Both Amazon (a.k.a. AWS and EC2) and Google a.k.a. GCP) sell virtual FreeBSD machines. Both have a free "low usage" tier, where a small instance doesn't cost anything. According to their web sites, Microsoft (Azure) andIBM Cloud also have it, but I haven't tried those.

Disclaimer: After a year of completely free usage, my Google virtual FreeBSD machine actually does cost a little bit. It turns out network traffic to and from some high-cost areas is not free, and I pay typically $0.08 per month for packets being sent by hackers which die in my firewall. So I do see regular charges.
 
Both Amazon (a.k.a. AWS and EC2) and Google a.k.a. GCP) sell virtual FreeBSD machines. Both have a free "low usage" tier, where a small instance doesn't cost anything. I supposed Microsoft (Azure) also has it, but I haven't tried it.

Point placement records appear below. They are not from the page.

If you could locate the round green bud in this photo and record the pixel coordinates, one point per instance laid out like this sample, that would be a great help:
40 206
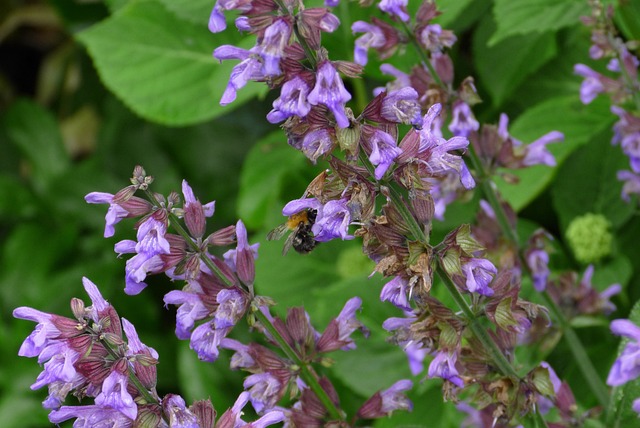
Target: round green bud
589 238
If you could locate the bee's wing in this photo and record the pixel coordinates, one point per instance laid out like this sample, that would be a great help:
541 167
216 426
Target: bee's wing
277 233
289 241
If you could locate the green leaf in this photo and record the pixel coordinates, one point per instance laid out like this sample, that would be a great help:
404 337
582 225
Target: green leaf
263 176
535 16
627 17
36 134
161 66
620 414
196 11
577 122
503 66
586 183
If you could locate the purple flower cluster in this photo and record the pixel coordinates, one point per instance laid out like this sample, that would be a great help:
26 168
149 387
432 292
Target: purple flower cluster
78 360
623 89
276 57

Disclaimer: After a year of completely free usage, my Google virtual FreeBSD machine actually does cost a little bit. It turns out network traffic to and from some high-cost areas is not free, and I pay typically $0.08 per month for packets being sent by hackers which die in my firewall. So I do see regular charges.

I wouldn't use any Amason or Gugl service not even if they would pay me...
They already have in their hands everything we cannot continue to give them power...
 
I like Digital Ocean enough to work on making the images work.
Whatever works for you. I've had too many experiences like Sko's where the knee-jerk reaction whenever there's a problem is "install a supported OS and then we'll look into it" -- even when it's obviously a hardware problem like a bad HD.
 
Whatever works for you. I've had too many experiences like Sko's where the knee-jerk reaction whenever there's a problem is "install a supported OS and then we'll look into it" -- even when it's obviously a hardware problem like a bad HD.

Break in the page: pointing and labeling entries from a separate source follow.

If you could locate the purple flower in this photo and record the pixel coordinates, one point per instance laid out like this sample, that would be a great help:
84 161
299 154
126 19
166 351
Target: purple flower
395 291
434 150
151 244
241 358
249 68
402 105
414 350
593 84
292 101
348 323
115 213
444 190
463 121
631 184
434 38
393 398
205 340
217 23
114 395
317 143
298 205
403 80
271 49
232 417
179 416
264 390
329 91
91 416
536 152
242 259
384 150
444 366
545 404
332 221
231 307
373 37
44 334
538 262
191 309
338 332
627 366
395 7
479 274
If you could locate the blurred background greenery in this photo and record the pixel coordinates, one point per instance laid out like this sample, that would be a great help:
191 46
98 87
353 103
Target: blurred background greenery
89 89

On a VPS that risk is rather minimal, but yes - it's always a bonus if the hoster supports the OS or at least shows enough competence to take valid complaints seriously no matter what OS is running.
Despite nagging about the old-but-current drawbacks like blocked port 25 on IPv6, no PTR/reverse records on IPv6 and a broken login form when they changed their UI a few years ago, I haven't had to deal with their support - so I don't know what to expect now with FreeBSD support being dropped.

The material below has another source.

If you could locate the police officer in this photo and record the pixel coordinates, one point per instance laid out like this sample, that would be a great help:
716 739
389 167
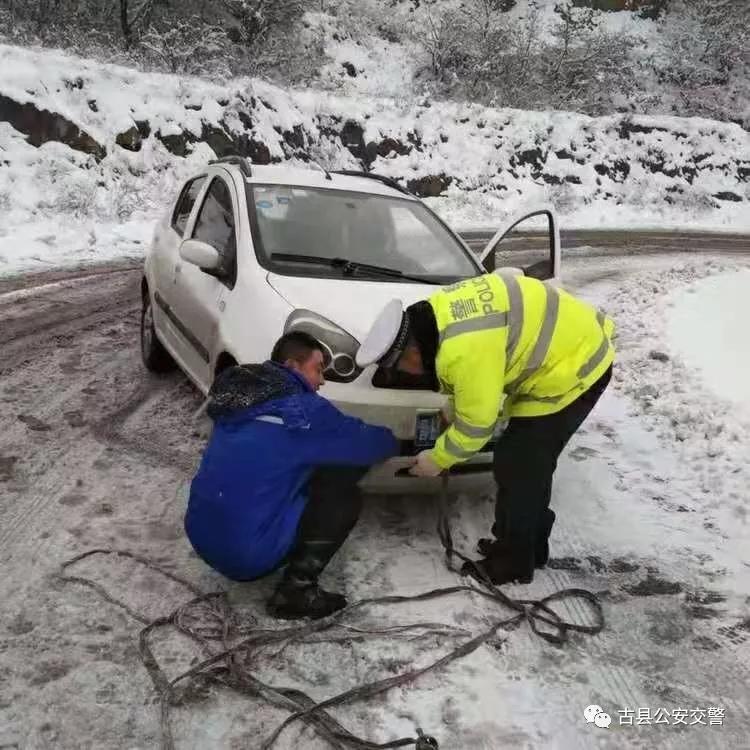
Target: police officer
511 347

I don't think I will cancel my account with them immediately, but for new VPS I will surely look into the alternatives. There are a lot of new contenders in the market since I choose to go with DO several years ago, now netcup or Contabo look like real alternatives - at least for VPS instances. The installation routine via mfsBSD and some auto-config-magic via e.g. REST API will be very similar for every hoster that doesn't support FreeBSD or whose images come with lots of bloat (e.g. python for some full blown cloud-init shenanigans if all you need is some IP auto-configuration). So There's not much to gain here except maybe setting a statement by showing there is actual interest and demand in FreeBSD VPS/Servers.
For DNS I don't see any benefits in moving away from DO yet - I use their API a lot, especially for certificate validation via acme.sh/letsencrypt. Migrating that would be a tedious task and I definitely know better things to spend my time with.
 
I am looking for others providers that have a reliable history in supporting FreeBSD, please any suggestion and advice is very welcomed!
I made extremely good experiences with Tilaa.com: https://www.tilaa.com/
They are based in the Netherlands.

I ran anywhere from 1 to 24 FreeBSD based VPSs at Tilaa over the course of the past 10 years. Never had a single complaint. It works extremely well, their support is awesome etc.
 
I first referred to Tilaa.nl in this thread and I was sure one or more members (SirDice most likely would be the first) will root for her too.
Tilaa is good. I started my journey into FreeBSD with the beautiful people there - Sven and co. I guess they have a few Tilaa employees in the forum.

I stopped using them over five years ago in favour of in-house hosting.

Liteserver.nl is also good and cheaper, I suppose. They cater for a specific niche like backup with HDD. I have not used DO in over a decade ago.